Bibliothèques
Crowley regardait la ville bruler.
Il avait passé la semaine à tenter d'empêcher l'inévitable, laissant sous-entendre aux instances infernales qu'Alexandrie étant un refuge de pêcheurs, berceau de la Luxure et de la Paresse, la voir partir en cendres serait un coup dur pour eux. Il avait réellement, désespérément tenté de la sauver. Pas par bonté, bien entendu, ou pour toutes ces choses que les anges – un certain ange – estimaient faire partie du « Grand Plan », mais, parce que, grosso modo, il avait énormément entendu parler de la citée et n'avait pas encore eu le temps de la visiter.
Et elle brûlait, sous ses pieds, comme un deuxième soleil sous le ciel d'été.

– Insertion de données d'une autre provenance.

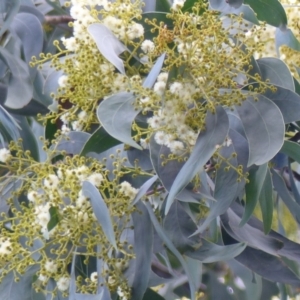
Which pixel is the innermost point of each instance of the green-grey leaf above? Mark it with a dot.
(277, 72)
(8, 123)
(73, 142)
(287, 101)
(253, 236)
(284, 194)
(20, 88)
(179, 226)
(29, 139)
(144, 189)
(164, 237)
(101, 211)
(109, 46)
(266, 202)
(116, 115)
(225, 8)
(141, 158)
(253, 189)
(227, 187)
(270, 11)
(29, 29)
(11, 290)
(143, 243)
(99, 142)
(209, 252)
(291, 149)
(268, 266)
(217, 126)
(54, 217)
(11, 10)
(264, 128)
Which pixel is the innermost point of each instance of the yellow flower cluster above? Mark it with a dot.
(56, 221)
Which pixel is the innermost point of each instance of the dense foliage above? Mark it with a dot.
(148, 150)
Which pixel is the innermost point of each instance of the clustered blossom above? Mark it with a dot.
(56, 191)
(4, 155)
(180, 103)
(87, 75)
(58, 213)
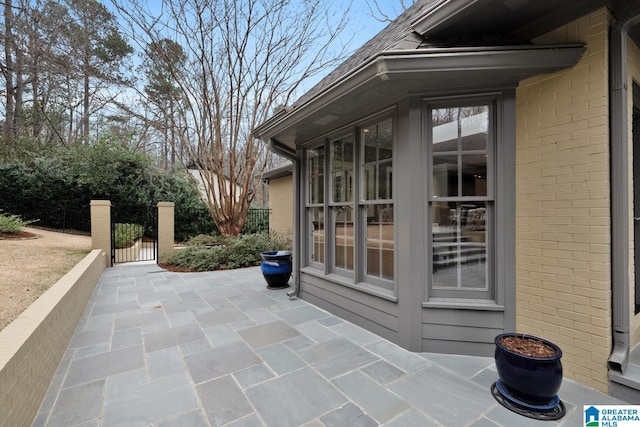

Toutes les tentations qu'il avait exécutées, dans l'espoir de détourner les mortels des questions politiques qui menaçaient de les dresser les uns contre les autres, n'avaient servies à rien. Parfois – et il commençait douloureusement à le comprendre – les gens voulaient se battre, et rien ne les en empêchait. Comment une espèce capable de choses aussi incroyables pouvait, en même temps, si montrer si violente et si bête ?
Il soupira en sortant ses ailes. Le toit sur lequel il était perché commençait à vaciller dangereusement sous l'assaut des flammes et la fumée acre lui brûlait les yeux. Personne ne regardait, de toute façon, et cela faisait des décennies – non, des siècles ! – qu'il n'avait pas eu l'occasion de les étirer.
D'un mouvement gracieux, il se propulsa sur le toit voisin, un peu plus haut. Étrange image, parmi les cendres, que cet homme aux ailes noires et aux cheveux rougeoyant...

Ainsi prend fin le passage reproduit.